KKR & Co offered to buy Vocus Group Ltd for A$2.18 billion (US$1.6 billion) after the Australian telecommunications company’s stock price collapsed in the past year.
The New York-based private equity firm bid A$3.5 per share in cash, 22 percent more than the most recent closing price, Vocus said in a statement yesterday.
Vocus hired Credit Suisse Group AG and Goldman Sachs Group Inc as advisers and formed a committee to assess KKR’s proposal.
Vocus stock jumped the most in seven years, but still traded shy of KKR’s offer as Citigroup Inc said in a report that the buyout firm was trying to get hold of underperforming assets on the cheap and its bid was too low.
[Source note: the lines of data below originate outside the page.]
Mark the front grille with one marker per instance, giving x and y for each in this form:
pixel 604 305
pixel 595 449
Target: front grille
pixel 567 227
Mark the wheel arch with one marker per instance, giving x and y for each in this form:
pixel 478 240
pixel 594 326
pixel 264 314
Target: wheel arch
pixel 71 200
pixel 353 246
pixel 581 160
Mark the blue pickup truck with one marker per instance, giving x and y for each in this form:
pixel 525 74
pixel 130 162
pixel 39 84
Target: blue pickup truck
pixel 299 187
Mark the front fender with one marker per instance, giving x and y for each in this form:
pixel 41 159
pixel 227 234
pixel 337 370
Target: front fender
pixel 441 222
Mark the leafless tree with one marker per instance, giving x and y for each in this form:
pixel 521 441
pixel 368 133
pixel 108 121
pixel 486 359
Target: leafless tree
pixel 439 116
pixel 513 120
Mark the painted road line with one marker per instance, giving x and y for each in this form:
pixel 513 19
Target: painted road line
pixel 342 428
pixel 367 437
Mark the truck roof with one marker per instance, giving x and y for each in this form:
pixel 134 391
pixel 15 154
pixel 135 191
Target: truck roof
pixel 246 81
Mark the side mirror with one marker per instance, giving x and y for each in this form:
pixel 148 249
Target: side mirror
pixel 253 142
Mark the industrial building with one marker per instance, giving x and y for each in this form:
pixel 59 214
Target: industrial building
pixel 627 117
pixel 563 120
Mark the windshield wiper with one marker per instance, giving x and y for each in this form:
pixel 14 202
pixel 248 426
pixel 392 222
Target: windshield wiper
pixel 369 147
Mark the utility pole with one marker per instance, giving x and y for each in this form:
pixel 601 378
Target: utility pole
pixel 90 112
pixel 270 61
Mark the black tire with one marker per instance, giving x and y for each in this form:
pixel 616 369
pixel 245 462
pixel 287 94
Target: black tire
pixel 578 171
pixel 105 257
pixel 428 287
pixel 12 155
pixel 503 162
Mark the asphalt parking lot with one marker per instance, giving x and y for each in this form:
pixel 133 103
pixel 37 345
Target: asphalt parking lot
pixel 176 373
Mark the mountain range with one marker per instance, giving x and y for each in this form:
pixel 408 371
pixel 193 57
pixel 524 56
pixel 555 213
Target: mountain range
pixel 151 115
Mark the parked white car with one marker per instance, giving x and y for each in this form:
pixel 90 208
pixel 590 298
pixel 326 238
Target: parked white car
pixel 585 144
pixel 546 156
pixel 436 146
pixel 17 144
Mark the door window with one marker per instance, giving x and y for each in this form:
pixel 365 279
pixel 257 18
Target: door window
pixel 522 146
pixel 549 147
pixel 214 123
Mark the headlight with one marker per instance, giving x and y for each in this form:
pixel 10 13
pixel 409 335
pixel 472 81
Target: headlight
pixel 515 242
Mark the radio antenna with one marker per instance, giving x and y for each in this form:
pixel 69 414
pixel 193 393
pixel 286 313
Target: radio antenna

“I don’t even think it’s at a level where KKR will be granted due diligence,” said James Santo, a senior vice president at asset manager Northern Trust Corp in Sydney. “The price will have to go higher if they want a deal.”
Vocus shares surged 20 percent to A$3.42 at 1:24pm in Sydney yesterday.
Before that, Vocus shares had tumbled 69 percent from a peak of A$9.3 in May last year.
Vocus’ value evaporated after it spent about US$2.7 billion on three acquisitions from 2014 to last year, the biggest of which was the US$1.6 billion takeover of rival M2 Group Ltd.
There is strategic value in Vocus’s fiber network and building connectivity that cannot be easily replicated, Santo said.
The assets may elicit counter interest from regional telecommunications players and other buyout firms, he said.
A takeover would hand KKR a national fiber network that connects all Australian state capitals and most regional cities across Australia and New Zealand.
KKR’s offer is subject to satisfactory due diligence and unanimous recommendation from the Vocus board.
KKR’s offer assumes that Vocus’ net debt as of Tuesday last week would not be greater than A$1.1 billion, and the company’s earnings before interest, taxes, depreciation and amortization is in the target range of between A$365 million and A$375 million, Vocus said.
“There is no certainty the indicative proposal will result in an offer for Vocus, what the terms of any offer would be, or whether there will be a recommendation by the Vocus board,” it said.